しかしかかる通俗性の皮を一枚一枚剥《は》いでいった後に、モームの場合、果してラッキョウの皮を剥《む》くように何一つとして残らないであろうか。そこに彼の通俗さの最後の問題が残っていると思う。私見によれば、モームの作品は一切の通俗性という皮を剥ぎとってしまった最後に、人間の不可解性という、常に最後の核に打《ぶ》つかるのである。人間は彼自身にさえどうにも出来ない、複雑極まる矛盾の塊である。人間の動機は決して理知のよく説明し尽せるような単純なものではない。いわば永遠の謎《なぞ》なるものとして人間の魂を描くこと、これが彼の一生を通じて歌いつづけている唯一の主題であるといってよい。その他の点で彼がたとえいかに通俗作家であろうとも、彼はこの最後のぎりぎりにおいて、文学永遠の主題、あるいは文学のみがよく取り組みうべき問題と必死に取り組んでいるのである。これをしも通俗というならば、作家はむしろ勇気と自信をもってこの通俗さと格闘すべきであろう。少なくともモームは、たとえその他のすべての点で芸術的《・・・》であって、しかもただこの最後の一つの堡塁《ほうるい》を失うよりは、たとえ他のすべての点でいかに浅薄、皮相、通俗であろうとも、なおこの最後のものを失わざらんことを選んだであろう。筆者はもし恐るべき批評家たちから『月と六ペンス』をなぜ訳出したかと問われるならば、わが国の通俗作家の歩むべき道に何らかの暗示を投じるものではあるまいかというのが第一動機であって、必ずしも卑俗な意味で大衆化されることが筆者の希望ではない。

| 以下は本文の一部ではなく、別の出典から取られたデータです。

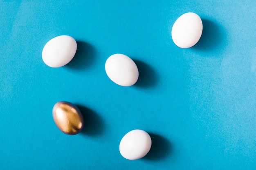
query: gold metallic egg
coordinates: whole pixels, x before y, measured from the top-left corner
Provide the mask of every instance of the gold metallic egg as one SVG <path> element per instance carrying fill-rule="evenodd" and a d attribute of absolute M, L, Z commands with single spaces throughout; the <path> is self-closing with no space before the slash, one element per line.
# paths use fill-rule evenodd
<path fill-rule="evenodd" d="M 59 102 L 52 109 L 52 117 L 62 132 L 73 135 L 79 133 L 83 126 L 83 117 L 74 105 L 67 102 Z"/>

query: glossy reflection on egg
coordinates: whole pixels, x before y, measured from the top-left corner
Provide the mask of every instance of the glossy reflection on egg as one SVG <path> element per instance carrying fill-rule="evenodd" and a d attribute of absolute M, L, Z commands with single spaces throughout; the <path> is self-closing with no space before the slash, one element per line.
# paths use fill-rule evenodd
<path fill-rule="evenodd" d="M 74 105 L 67 102 L 58 102 L 54 106 L 52 117 L 57 127 L 63 133 L 73 135 L 83 126 L 83 115 Z"/>

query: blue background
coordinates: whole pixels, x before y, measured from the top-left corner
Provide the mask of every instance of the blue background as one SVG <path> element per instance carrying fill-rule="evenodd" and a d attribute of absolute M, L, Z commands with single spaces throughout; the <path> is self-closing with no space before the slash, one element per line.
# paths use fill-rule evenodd
<path fill-rule="evenodd" d="M 203 31 L 183 49 L 171 31 L 188 12 Z M 256 169 L 256 13 L 255 0 L 0 0 L 0 169 Z M 77 53 L 50 68 L 42 51 L 61 35 Z M 107 77 L 116 53 L 137 64 L 134 85 Z M 59 101 L 83 112 L 80 133 L 54 124 Z M 135 129 L 152 147 L 126 160 L 119 144 Z"/>

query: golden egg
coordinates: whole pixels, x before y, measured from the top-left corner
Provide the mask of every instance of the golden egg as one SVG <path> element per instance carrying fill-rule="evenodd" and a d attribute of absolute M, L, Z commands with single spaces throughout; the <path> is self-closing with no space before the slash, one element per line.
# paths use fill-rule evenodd
<path fill-rule="evenodd" d="M 58 128 L 67 135 L 78 134 L 83 126 L 81 112 L 76 106 L 67 102 L 57 102 L 52 109 L 52 117 Z"/>

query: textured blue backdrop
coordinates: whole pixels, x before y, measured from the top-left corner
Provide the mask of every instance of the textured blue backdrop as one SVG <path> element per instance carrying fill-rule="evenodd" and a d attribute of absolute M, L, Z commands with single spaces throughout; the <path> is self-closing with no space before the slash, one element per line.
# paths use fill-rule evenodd
<path fill-rule="evenodd" d="M 188 12 L 203 31 L 182 49 L 170 33 Z M 255 170 L 256 12 L 255 0 L 0 0 L 0 169 Z M 42 50 L 61 35 L 77 53 L 50 68 Z M 134 86 L 106 75 L 116 53 L 137 64 Z M 83 113 L 81 133 L 54 124 L 63 100 Z M 152 148 L 126 160 L 120 141 L 137 128 Z"/>

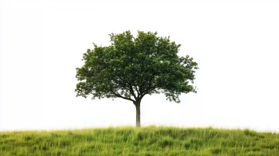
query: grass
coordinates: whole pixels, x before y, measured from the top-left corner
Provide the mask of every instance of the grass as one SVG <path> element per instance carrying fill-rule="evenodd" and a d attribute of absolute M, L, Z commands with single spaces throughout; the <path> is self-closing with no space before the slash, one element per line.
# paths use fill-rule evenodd
<path fill-rule="evenodd" d="M 0 155 L 279 155 L 279 134 L 155 126 L 2 132 Z"/>

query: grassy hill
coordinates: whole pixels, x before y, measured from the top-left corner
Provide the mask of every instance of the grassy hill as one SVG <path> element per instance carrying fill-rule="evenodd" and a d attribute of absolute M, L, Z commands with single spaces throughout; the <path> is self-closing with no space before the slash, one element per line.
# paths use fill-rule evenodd
<path fill-rule="evenodd" d="M 0 155 L 279 155 L 279 134 L 153 126 L 2 132 Z"/>

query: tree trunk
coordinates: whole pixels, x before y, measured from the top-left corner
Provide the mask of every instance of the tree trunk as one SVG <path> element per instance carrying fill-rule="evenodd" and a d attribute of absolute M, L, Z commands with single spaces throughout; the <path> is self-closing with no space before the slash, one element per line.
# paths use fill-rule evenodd
<path fill-rule="evenodd" d="M 135 102 L 135 105 L 136 109 L 135 123 L 137 127 L 140 127 L 140 102 Z"/>

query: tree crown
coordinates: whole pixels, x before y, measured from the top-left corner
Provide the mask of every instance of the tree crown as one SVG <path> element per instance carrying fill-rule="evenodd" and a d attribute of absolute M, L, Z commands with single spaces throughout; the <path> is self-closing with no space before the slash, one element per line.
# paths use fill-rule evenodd
<path fill-rule="evenodd" d="M 157 32 L 130 31 L 111 33 L 111 45 L 94 44 L 83 55 L 84 65 L 76 68 L 77 96 L 121 98 L 135 102 L 146 94 L 163 93 L 180 102 L 181 93 L 196 93 L 193 86 L 197 63 L 189 56 L 179 57 L 181 45 Z"/>

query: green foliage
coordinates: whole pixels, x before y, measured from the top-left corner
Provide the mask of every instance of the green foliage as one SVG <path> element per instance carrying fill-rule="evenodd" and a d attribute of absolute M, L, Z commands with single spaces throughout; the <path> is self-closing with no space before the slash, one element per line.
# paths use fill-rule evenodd
<path fill-rule="evenodd" d="M 155 126 L 2 132 L 0 155 L 279 155 L 279 134 Z"/>
<path fill-rule="evenodd" d="M 196 92 L 193 86 L 197 63 L 189 56 L 179 57 L 181 45 L 157 33 L 138 31 L 110 35 L 111 45 L 94 44 L 77 68 L 77 96 L 121 98 L 139 102 L 146 94 L 163 93 L 179 102 L 181 93 Z"/>

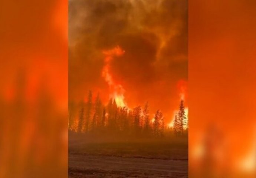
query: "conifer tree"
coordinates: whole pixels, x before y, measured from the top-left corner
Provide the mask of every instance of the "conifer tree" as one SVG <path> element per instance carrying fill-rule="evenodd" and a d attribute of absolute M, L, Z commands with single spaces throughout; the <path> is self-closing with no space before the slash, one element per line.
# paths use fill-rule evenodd
<path fill-rule="evenodd" d="M 175 113 L 175 118 L 173 123 L 173 132 L 174 134 L 177 135 L 178 132 L 178 118 L 177 113 Z"/>
<path fill-rule="evenodd" d="M 103 108 L 102 111 L 102 116 L 101 118 L 101 127 L 103 128 L 105 126 L 106 123 L 106 108 L 104 107 Z"/>
<path fill-rule="evenodd" d="M 133 109 L 134 127 L 135 134 L 140 133 L 140 123 L 141 122 L 141 108 L 140 106 L 135 108 Z"/>
<path fill-rule="evenodd" d="M 143 109 L 143 117 L 144 119 L 144 132 L 147 136 L 149 134 L 150 131 L 150 122 L 148 106 L 148 102 L 147 102 Z"/>
<path fill-rule="evenodd" d="M 101 124 L 100 119 L 102 115 L 102 104 L 99 93 L 97 95 L 95 102 L 95 127 L 99 127 Z"/>
<path fill-rule="evenodd" d="M 155 119 L 153 123 L 154 134 L 155 137 L 161 136 L 161 122 L 163 119 L 163 113 L 160 110 L 158 110 L 155 115 Z M 163 122 L 163 123 L 164 123 Z M 164 125 L 163 125 L 164 126 Z"/>
<path fill-rule="evenodd" d="M 177 120 L 177 130 L 179 134 L 183 134 L 183 123 L 186 119 L 186 116 L 185 113 L 185 107 L 184 106 L 184 101 L 183 100 L 180 101 L 180 109 L 178 113 Z"/>
<path fill-rule="evenodd" d="M 84 108 L 83 103 L 81 103 L 81 108 L 79 112 L 79 116 L 78 118 L 78 126 L 77 131 L 81 132 L 83 131 L 84 122 Z"/>
<path fill-rule="evenodd" d="M 161 113 L 161 115 L 160 116 L 160 136 L 163 137 L 164 136 L 164 118 L 163 114 Z"/>
<path fill-rule="evenodd" d="M 91 90 L 89 91 L 88 95 L 87 102 L 86 103 L 86 109 L 85 113 L 85 131 L 86 132 L 89 131 L 89 126 L 92 108 L 92 93 Z"/>

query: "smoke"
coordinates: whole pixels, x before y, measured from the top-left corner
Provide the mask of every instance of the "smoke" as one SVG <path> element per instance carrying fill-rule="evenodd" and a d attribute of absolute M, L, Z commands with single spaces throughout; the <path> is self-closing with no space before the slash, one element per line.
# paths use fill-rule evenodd
<path fill-rule="evenodd" d="M 170 121 L 180 100 L 177 84 L 187 80 L 187 1 L 69 3 L 70 100 L 91 89 L 107 102 L 113 89 L 102 76 L 108 56 L 102 52 L 119 46 L 125 53 L 108 67 L 126 102 L 132 108 L 148 101 L 151 112 L 160 109 Z"/>

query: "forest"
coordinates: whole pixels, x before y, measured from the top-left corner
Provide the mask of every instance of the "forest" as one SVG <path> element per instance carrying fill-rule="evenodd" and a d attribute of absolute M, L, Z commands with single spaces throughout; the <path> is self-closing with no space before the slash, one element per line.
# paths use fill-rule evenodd
<path fill-rule="evenodd" d="M 127 137 L 187 135 L 188 122 L 183 100 L 171 127 L 165 123 L 164 115 L 160 109 L 155 111 L 154 118 L 150 118 L 149 108 L 148 102 L 143 107 L 138 106 L 131 109 L 126 106 L 118 107 L 113 98 L 104 105 L 99 93 L 93 100 L 92 92 L 90 90 L 86 102 L 69 103 L 69 129 L 74 133 L 118 134 Z"/>

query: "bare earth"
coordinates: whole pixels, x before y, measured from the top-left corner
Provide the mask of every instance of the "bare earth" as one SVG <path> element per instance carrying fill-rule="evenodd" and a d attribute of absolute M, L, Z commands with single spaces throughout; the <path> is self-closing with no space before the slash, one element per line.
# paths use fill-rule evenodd
<path fill-rule="evenodd" d="M 69 177 L 187 177 L 187 160 L 69 154 Z"/>
<path fill-rule="evenodd" d="M 70 134 L 69 177 L 187 178 L 187 138 L 107 140 Z"/>

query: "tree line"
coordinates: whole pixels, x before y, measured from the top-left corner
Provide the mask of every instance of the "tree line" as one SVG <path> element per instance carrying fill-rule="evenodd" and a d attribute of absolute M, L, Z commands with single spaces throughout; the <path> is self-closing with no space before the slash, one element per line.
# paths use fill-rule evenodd
<path fill-rule="evenodd" d="M 161 137 L 167 129 L 164 115 L 160 110 L 156 111 L 153 118 L 150 118 L 147 102 L 143 108 L 138 106 L 129 109 L 127 107 L 118 107 L 115 100 L 111 98 L 104 105 L 99 93 L 93 102 L 90 90 L 86 102 L 81 102 L 76 107 L 72 102 L 69 105 L 69 129 L 76 132 Z M 78 111 L 76 111 L 76 108 Z M 184 102 L 181 101 L 180 111 L 175 116 L 171 129 L 175 135 L 183 135 L 186 119 Z"/>

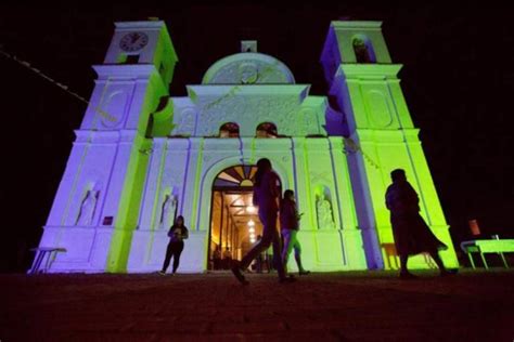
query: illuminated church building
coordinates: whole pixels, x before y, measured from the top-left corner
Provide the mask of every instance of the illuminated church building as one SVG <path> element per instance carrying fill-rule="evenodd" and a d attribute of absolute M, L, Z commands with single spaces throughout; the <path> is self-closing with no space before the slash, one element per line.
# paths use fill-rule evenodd
<path fill-rule="evenodd" d="M 43 227 L 40 247 L 66 249 L 50 272 L 158 271 L 176 215 L 190 229 L 179 272 L 213 269 L 217 246 L 241 259 L 262 229 L 252 207 L 262 157 L 304 213 L 307 269 L 398 268 L 384 200 L 396 168 L 450 247 L 446 265 L 458 266 L 380 22 L 331 23 L 325 95 L 296 83 L 255 41 L 214 63 L 188 96 L 169 95 L 177 63 L 163 22 L 116 23 Z M 409 266 L 435 267 L 423 254 Z"/>

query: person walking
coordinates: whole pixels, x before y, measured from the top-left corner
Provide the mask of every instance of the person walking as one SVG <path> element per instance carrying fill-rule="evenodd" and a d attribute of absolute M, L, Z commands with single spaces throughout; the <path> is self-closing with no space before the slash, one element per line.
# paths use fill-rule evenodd
<path fill-rule="evenodd" d="M 307 275 L 310 271 L 306 271 L 301 265 L 301 245 L 297 238 L 300 218 L 301 214 L 298 214 L 296 209 L 295 193 L 290 189 L 285 190 L 284 198 L 280 203 L 280 227 L 284 239 L 282 264 L 284 265 L 285 273 L 287 273 L 287 260 L 294 249 L 298 274 Z"/>
<path fill-rule="evenodd" d="M 420 215 L 420 198 L 412 185 L 407 181 L 406 172 L 396 169 L 390 173 L 393 184 L 387 187 L 385 195 L 386 207 L 390 211 L 390 223 L 395 246 L 400 256 L 400 278 L 416 278 L 407 267 L 410 255 L 429 253 L 439 267 L 440 275 L 447 276 L 457 273 L 457 269 L 447 269 L 438 251 L 448 247 L 439 241 Z"/>
<path fill-rule="evenodd" d="M 242 285 L 247 285 L 248 281 L 241 272 L 246 269 L 254 259 L 272 244 L 279 281 L 294 281 L 293 278 L 285 276 L 282 260 L 280 258 L 281 241 L 277 229 L 280 197 L 279 176 L 273 171 L 271 161 L 267 158 L 261 158 L 257 161 L 253 197 L 254 206 L 259 207 L 259 220 L 262 223 L 262 239 L 243 256 L 241 262 L 234 261 L 232 273 Z"/>
<path fill-rule="evenodd" d="M 184 226 L 184 218 L 182 215 L 179 215 L 177 220 L 175 220 L 174 225 L 171 226 L 171 228 L 169 228 L 168 237 L 169 242 L 168 248 L 166 249 L 166 258 L 164 259 L 163 269 L 159 271 L 160 275 L 166 274 L 166 271 L 169 266 L 169 262 L 171 261 L 171 256 L 174 256 L 174 275 L 177 273 L 177 268 L 179 267 L 180 254 L 184 249 L 183 240 L 189 237 L 189 231 Z"/>

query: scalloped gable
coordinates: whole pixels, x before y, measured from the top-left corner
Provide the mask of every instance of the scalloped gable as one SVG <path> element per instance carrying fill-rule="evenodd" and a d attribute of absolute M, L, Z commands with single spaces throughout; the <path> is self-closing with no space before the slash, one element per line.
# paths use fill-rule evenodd
<path fill-rule="evenodd" d="M 294 84 L 281 61 L 262 53 L 245 52 L 223 57 L 205 73 L 202 84 Z"/>

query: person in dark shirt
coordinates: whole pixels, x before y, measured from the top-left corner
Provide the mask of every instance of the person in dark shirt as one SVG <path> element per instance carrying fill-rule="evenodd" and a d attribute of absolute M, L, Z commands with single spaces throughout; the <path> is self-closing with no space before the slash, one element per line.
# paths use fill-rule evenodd
<path fill-rule="evenodd" d="M 241 262 L 234 262 L 232 273 L 242 285 L 247 285 L 241 271 L 246 269 L 248 265 L 271 244 L 273 244 L 273 258 L 277 264 L 280 282 L 294 281 L 284 274 L 284 267 L 280 258 L 280 236 L 277 229 L 277 216 L 279 211 L 279 176 L 271 168 L 271 161 L 261 158 L 257 161 L 257 172 L 254 184 L 254 206 L 259 207 L 259 220 L 262 223 L 262 239 Z"/>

最後に、『月と六ペンス』という題名は、スタンダールの『赤と黒』のごとき象徴的意味をもつもので、「月」は、人間をある意味での狂気に導く芸術的創造情熱を指すものであり、「六ペンス」は、ストリックランドが弊《へい》履《り》のごとくかなぐり捨てた、くだらない世俗的因襲、絆《きずな》等を指したものであるらしい。